Date of Award


Document Type

Undergraduate Honors Thesis

Degree Name

Bachelor of Arts (BA)



Advisor/Committee Chair

Carl Bon Tempo, Ph.D.

Committee Member

Christopher L. Pastore, Ph.D


The size of New York’s Chinese community surged after 1968, in turn leading to shortages in affordable housing and insufficient employment opportunities. The urban crisis of New York City exacerbated these problems. This thesis will explore New York’s Asian-American collective struggles against landlords’ eviction and employment discrimination.

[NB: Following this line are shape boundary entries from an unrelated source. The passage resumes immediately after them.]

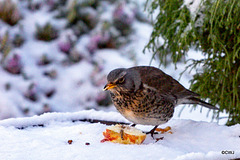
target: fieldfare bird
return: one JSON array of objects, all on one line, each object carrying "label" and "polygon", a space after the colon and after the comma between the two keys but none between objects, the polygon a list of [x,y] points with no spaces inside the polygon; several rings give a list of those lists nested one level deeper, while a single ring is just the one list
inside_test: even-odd
[{"label": "fieldfare bird", "polygon": [[108,74],[107,81],[104,90],[110,91],[117,110],[133,122],[133,126],[155,126],[148,132],[152,137],[158,125],[172,118],[174,108],[179,104],[199,104],[218,109],[155,67],[118,68]]}]

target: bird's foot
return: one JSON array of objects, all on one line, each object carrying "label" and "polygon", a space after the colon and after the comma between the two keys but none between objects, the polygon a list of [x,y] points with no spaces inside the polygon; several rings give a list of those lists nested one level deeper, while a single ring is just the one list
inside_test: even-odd
[{"label": "bird's foot", "polygon": [[170,133],[172,134],[171,127],[167,126],[166,128],[156,128],[155,131],[162,133]]},{"label": "bird's foot", "polygon": [[151,131],[146,132],[146,134],[151,134],[151,137],[154,139],[153,135],[154,135],[154,134],[158,134],[158,132],[155,132],[155,130],[156,130],[157,127],[158,127],[158,126],[155,126]]}]

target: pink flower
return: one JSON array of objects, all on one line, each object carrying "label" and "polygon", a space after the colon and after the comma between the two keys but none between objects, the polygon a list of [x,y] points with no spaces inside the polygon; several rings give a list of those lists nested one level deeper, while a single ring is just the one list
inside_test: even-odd
[{"label": "pink flower", "polygon": [[7,61],[5,69],[12,74],[20,74],[22,70],[20,56],[14,54],[13,57]]},{"label": "pink flower", "polygon": [[69,53],[71,47],[72,47],[72,44],[70,41],[61,41],[58,43],[58,48],[60,49],[60,51],[64,53]]}]

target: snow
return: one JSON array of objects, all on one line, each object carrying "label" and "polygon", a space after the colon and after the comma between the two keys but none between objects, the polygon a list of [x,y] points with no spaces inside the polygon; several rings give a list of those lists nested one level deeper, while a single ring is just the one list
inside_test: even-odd
[{"label": "snow", "polygon": [[[0,65],[1,160],[221,160],[240,157],[240,126],[222,126],[226,123],[226,119],[222,117],[227,117],[227,113],[221,113],[219,115],[221,119],[217,120],[213,117],[213,111],[200,106],[196,109],[184,105],[176,107],[173,118],[167,124],[160,126],[163,128],[171,126],[173,134],[155,135],[156,138],[164,136],[164,139],[158,142],[148,135],[142,145],[101,143],[102,132],[105,131],[106,125],[78,121],[99,119],[128,123],[112,104],[101,106],[96,101],[107,95],[102,88],[111,70],[150,64],[152,53],[146,50],[143,54],[142,51],[149,40],[152,26],[147,20],[139,21],[134,17],[137,12],[143,13],[144,0],[122,3],[125,7],[123,12],[129,16],[133,30],[126,37],[126,44],[117,49],[94,48],[92,52],[88,49],[91,40],[99,38],[94,36],[101,35],[101,31],[104,30],[102,25],[105,22],[112,23],[112,14],[120,3],[102,2],[98,10],[91,12],[94,15],[99,13],[97,15],[99,23],[89,33],[77,37],[72,28],[66,28],[66,19],[55,18],[56,12],[50,12],[47,3],[34,0],[33,4],[39,3],[40,9],[29,10],[27,1],[14,2],[17,2],[22,19],[15,26],[9,26],[0,20],[0,41],[6,32],[9,33],[10,40],[16,34],[24,37],[24,44],[18,48],[11,46],[12,49],[6,58],[7,61],[15,54],[19,55],[23,74],[11,74],[4,69],[5,63]],[[49,5],[51,2],[49,1]],[[68,0],[65,8],[69,8],[73,2]],[[193,15],[199,2],[185,0],[184,4]],[[142,16],[146,16],[145,13]],[[43,26],[48,22],[59,30],[59,37],[50,42],[37,40],[36,24]],[[119,35],[119,31],[113,27],[107,31],[114,36]],[[107,36],[103,38],[108,38]],[[162,42],[161,38],[159,40]],[[79,62],[69,62],[70,53],[64,53],[68,52],[69,45],[74,53],[81,56]],[[3,58],[2,55],[1,53],[0,60]],[[43,56],[46,56],[51,63],[39,65]],[[201,52],[190,50],[188,58],[201,59],[203,55]],[[153,60],[151,65],[158,67],[159,61]],[[179,79],[179,74],[186,65],[179,64],[178,69],[175,70],[175,66],[169,64],[161,69],[173,78]],[[49,72],[56,75],[45,76]],[[179,80],[180,83],[189,88],[189,80],[194,73],[194,70],[191,73],[185,72]],[[51,91],[54,95],[47,97],[46,94]],[[35,94],[37,101],[26,98],[29,94]],[[137,125],[136,127],[149,131],[153,126]],[[73,143],[68,144],[68,140],[73,140]],[[87,142],[90,145],[86,145]],[[234,151],[234,154],[222,154],[222,151]]]},{"label": "snow", "polygon": [[[164,137],[163,140],[156,142],[147,135],[141,145],[124,145],[100,142],[107,128],[104,124],[72,122],[84,118],[127,122],[119,113],[94,110],[2,120],[0,159],[225,160],[240,157],[240,125],[227,127],[172,119],[161,127],[171,126],[173,134],[155,135],[155,138]],[[34,124],[44,124],[44,127],[33,127]],[[29,127],[15,128],[26,126]],[[152,126],[136,127],[148,131]],[[68,140],[72,140],[72,144]],[[234,154],[222,154],[225,151]]]}]

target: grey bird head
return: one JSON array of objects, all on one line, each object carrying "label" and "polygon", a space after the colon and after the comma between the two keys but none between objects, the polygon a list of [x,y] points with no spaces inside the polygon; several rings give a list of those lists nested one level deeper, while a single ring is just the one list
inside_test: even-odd
[{"label": "grey bird head", "polygon": [[138,72],[128,70],[126,68],[118,68],[112,70],[107,76],[108,83],[104,87],[104,91],[136,91],[141,85],[141,79]]}]

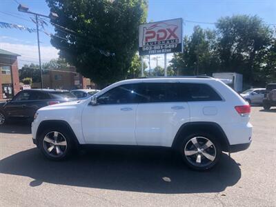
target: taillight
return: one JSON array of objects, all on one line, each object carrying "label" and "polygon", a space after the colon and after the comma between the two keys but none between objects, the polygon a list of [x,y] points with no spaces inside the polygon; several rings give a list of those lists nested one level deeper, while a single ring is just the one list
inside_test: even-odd
[{"label": "taillight", "polygon": [[251,111],[251,106],[250,105],[237,106],[235,109],[242,117],[248,115]]},{"label": "taillight", "polygon": [[51,101],[48,102],[48,105],[54,105],[54,104],[57,104],[57,103],[59,103],[59,101]]}]

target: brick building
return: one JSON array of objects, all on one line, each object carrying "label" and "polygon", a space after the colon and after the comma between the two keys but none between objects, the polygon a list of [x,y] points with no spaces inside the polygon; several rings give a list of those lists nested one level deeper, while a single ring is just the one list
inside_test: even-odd
[{"label": "brick building", "polygon": [[[44,70],[42,77],[44,88],[73,90],[91,88],[90,81],[77,72],[73,66],[66,69]],[[40,83],[32,83],[32,88],[40,88]]]},{"label": "brick building", "polygon": [[0,49],[0,99],[11,99],[20,90],[18,56]]}]

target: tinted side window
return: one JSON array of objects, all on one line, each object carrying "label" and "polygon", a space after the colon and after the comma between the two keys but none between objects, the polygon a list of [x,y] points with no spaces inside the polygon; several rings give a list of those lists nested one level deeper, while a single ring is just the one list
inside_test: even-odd
[{"label": "tinted side window", "polygon": [[32,91],[30,94],[30,100],[46,100],[50,99],[50,96],[40,91]]},{"label": "tinted side window", "polygon": [[15,97],[14,101],[22,101],[30,100],[30,91],[21,91]]},{"label": "tinted side window", "polygon": [[114,88],[97,99],[99,104],[122,104],[137,103],[135,84],[126,84]]},{"label": "tinted side window", "polygon": [[183,101],[177,83],[137,83],[137,93],[140,103]]},{"label": "tinted side window", "polygon": [[188,101],[221,101],[219,95],[208,85],[201,83],[184,83],[186,87],[183,94],[188,97]]}]

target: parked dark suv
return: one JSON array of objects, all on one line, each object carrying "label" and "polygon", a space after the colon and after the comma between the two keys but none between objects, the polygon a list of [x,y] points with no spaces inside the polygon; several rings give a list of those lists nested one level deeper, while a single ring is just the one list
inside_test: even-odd
[{"label": "parked dark suv", "polygon": [[23,90],[11,100],[0,102],[0,125],[8,119],[32,120],[35,112],[44,106],[77,100],[68,90],[50,89]]},{"label": "parked dark suv", "polygon": [[269,110],[271,106],[276,106],[276,83],[266,85],[263,106],[265,110]]}]

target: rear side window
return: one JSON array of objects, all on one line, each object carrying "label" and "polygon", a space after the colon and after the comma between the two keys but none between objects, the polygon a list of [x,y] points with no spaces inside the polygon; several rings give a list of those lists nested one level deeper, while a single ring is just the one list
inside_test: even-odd
[{"label": "rear side window", "polygon": [[76,97],[68,91],[51,91],[49,92],[52,99],[72,99]]},{"label": "rear side window", "polygon": [[182,95],[187,98],[188,101],[221,101],[219,95],[207,84],[184,83],[183,88],[186,88]]},{"label": "rear side window", "polygon": [[208,85],[186,83],[137,83],[139,103],[221,101]]},{"label": "rear side window", "polygon": [[30,101],[31,97],[30,91],[23,90],[20,92],[14,99],[16,101]]},{"label": "rear side window", "polygon": [[32,91],[30,96],[31,100],[46,100],[49,99],[50,97],[47,93],[41,91]]},{"label": "rear side window", "polygon": [[84,92],[82,91],[78,91],[78,90],[75,90],[75,91],[71,91],[71,92],[75,95],[77,98],[79,99],[79,98],[83,98],[86,97],[87,96],[87,94]]}]

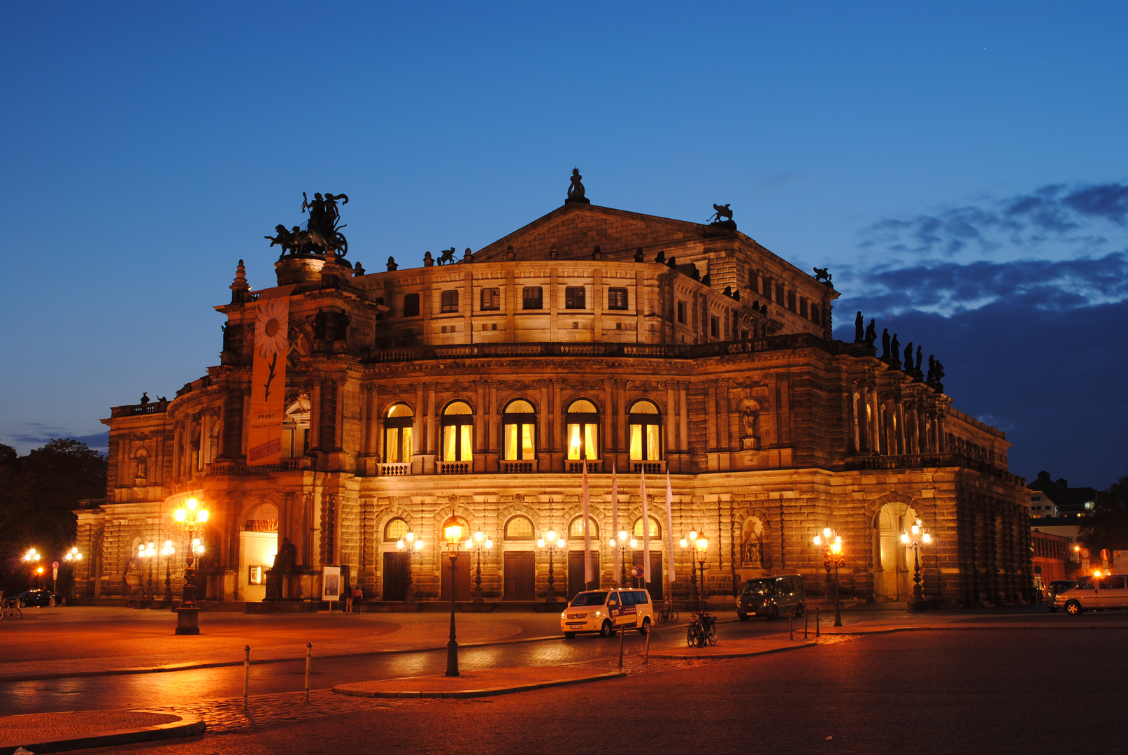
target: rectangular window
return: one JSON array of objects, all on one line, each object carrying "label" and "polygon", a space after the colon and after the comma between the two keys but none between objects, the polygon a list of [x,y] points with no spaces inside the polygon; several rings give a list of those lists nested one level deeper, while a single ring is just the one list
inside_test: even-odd
[{"label": "rectangular window", "polygon": [[567,286],[564,288],[564,309],[588,309],[583,302],[583,286]]},{"label": "rectangular window", "polygon": [[501,288],[482,290],[482,311],[490,312],[501,309]]},{"label": "rectangular window", "polygon": [[544,309],[543,301],[540,286],[525,286],[525,290],[521,291],[521,309],[523,310]]}]

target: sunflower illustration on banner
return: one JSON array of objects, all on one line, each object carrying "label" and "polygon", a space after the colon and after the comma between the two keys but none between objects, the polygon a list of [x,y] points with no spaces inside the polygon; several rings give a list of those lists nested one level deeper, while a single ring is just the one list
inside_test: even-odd
[{"label": "sunflower illustration on banner", "polygon": [[250,426],[247,464],[274,464],[282,456],[285,419],[285,359],[293,286],[267,288],[255,312],[255,355],[250,370]]}]

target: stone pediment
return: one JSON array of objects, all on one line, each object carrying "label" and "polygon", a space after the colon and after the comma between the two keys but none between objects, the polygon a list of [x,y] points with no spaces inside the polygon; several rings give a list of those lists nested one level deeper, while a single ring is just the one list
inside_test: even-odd
[{"label": "stone pediment", "polygon": [[474,261],[504,261],[510,246],[514,258],[522,261],[550,259],[553,248],[558,259],[591,259],[599,245],[603,259],[631,260],[635,250],[642,248],[649,263],[660,250],[669,258],[677,256],[679,248],[688,247],[699,252],[705,245],[717,241],[728,242],[730,248],[733,243],[756,243],[743,233],[724,226],[569,203],[483,247],[474,255]]}]

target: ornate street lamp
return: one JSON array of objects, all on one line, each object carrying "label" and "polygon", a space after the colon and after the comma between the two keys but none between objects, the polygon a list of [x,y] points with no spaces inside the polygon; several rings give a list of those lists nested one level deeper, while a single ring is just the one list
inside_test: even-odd
[{"label": "ornate street lamp", "polygon": [[82,560],[82,554],[79,552],[78,547],[74,547],[67,551],[67,554],[63,556],[63,560],[71,567],[71,583],[70,587],[67,588],[67,595],[69,597],[74,597],[74,567]]},{"label": "ornate street lamp", "polygon": [[455,593],[458,583],[455,569],[458,565],[458,547],[462,540],[462,525],[451,515],[442,525],[447,540],[447,557],[450,559],[450,641],[447,642],[447,676],[458,676],[458,640],[455,638]]},{"label": "ornate street lamp", "polygon": [[694,550],[697,551],[697,566],[700,568],[700,588],[698,589],[702,613],[705,613],[705,557],[708,554],[708,538],[699,534],[694,540]]},{"label": "ornate street lamp", "polygon": [[[909,532],[901,533],[901,544],[913,549],[913,599],[906,604],[909,611],[924,607],[924,588],[920,585],[920,547],[932,543],[932,535],[920,525],[920,519],[913,523]],[[915,604],[915,605],[914,605]]]},{"label": "ornate street lamp", "polygon": [[165,557],[165,599],[161,601],[161,605],[173,605],[173,554],[176,553],[176,549],[173,548],[173,541],[166,540],[165,547],[160,549],[160,554]]},{"label": "ornate street lamp", "polygon": [[466,541],[466,550],[473,549],[475,553],[478,554],[478,571],[474,577],[474,602],[482,603],[482,551],[488,551],[493,548],[493,540],[486,538],[485,533],[478,530],[474,533],[473,540]]},{"label": "ornate street lamp", "polygon": [[28,551],[24,553],[24,563],[26,563],[32,570],[32,576],[43,574],[43,568],[39,566],[39,552],[34,548],[28,549]]},{"label": "ornate street lamp", "polygon": [[822,528],[822,535],[814,535],[814,544],[825,548],[822,554],[822,568],[830,575],[830,567],[835,568],[835,627],[843,625],[841,611],[838,604],[838,569],[846,567],[846,557],[843,553],[843,539],[830,527]]},{"label": "ornate street lamp", "polygon": [[563,553],[566,544],[564,535],[557,538],[554,530],[549,530],[545,533],[544,538],[537,540],[537,548],[548,553],[548,594],[545,596],[545,603],[556,602],[556,585],[554,584],[556,577],[553,574],[553,553],[557,551]]},{"label": "ornate street lamp", "polygon": [[412,587],[412,557],[418,553],[423,556],[423,539],[417,538],[408,530],[404,536],[396,541],[396,548],[407,551],[407,578],[404,584],[404,603],[415,602],[415,589]]}]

The housing story began in 1969. The New York Telephone Company bought buildings in Chinatown and evicted all tenants. Tenants used various strategies to resist. Finally, their efforts secured a long-term lease. The employment story mainly occurred in 1974. The developer of Confucius Plaza in Chinatown hired two Asian construction workers to accommodate the requirements of the affirmative action. Asian Americans protested massively and finally got thirty nine positions for Asian Americans.

This thesis’s primary source base will draw on publications of racial minority organizations such as I Wor Kuen and Asian Americans for Equal Employment, newspapers, oral histories, and government statistics. This thesis asks: How did “model minorities” become political activists? What was the role of interracial coalitions in two struggles? How did protesters succeed? And what was the legacy of two struggles?

This thesis argues that interracial coalitions emerged from colleges. Student group activities prepared Asian college students to participate in social movements. Asian American activists identified and successfully avoided eviction and work discrimination by using wise strategies. The younger generation’s commitment and interracial coalitions were keys to their success. Two struggles added racial minorities’ housing and employment problems to the city’s political agenda, establishing paradigms for subsequent resistances. Two struggles trained future Chinese-American leaders, sowing the seeds of the self-determination of Asian-American communities in the background of Asian American movements.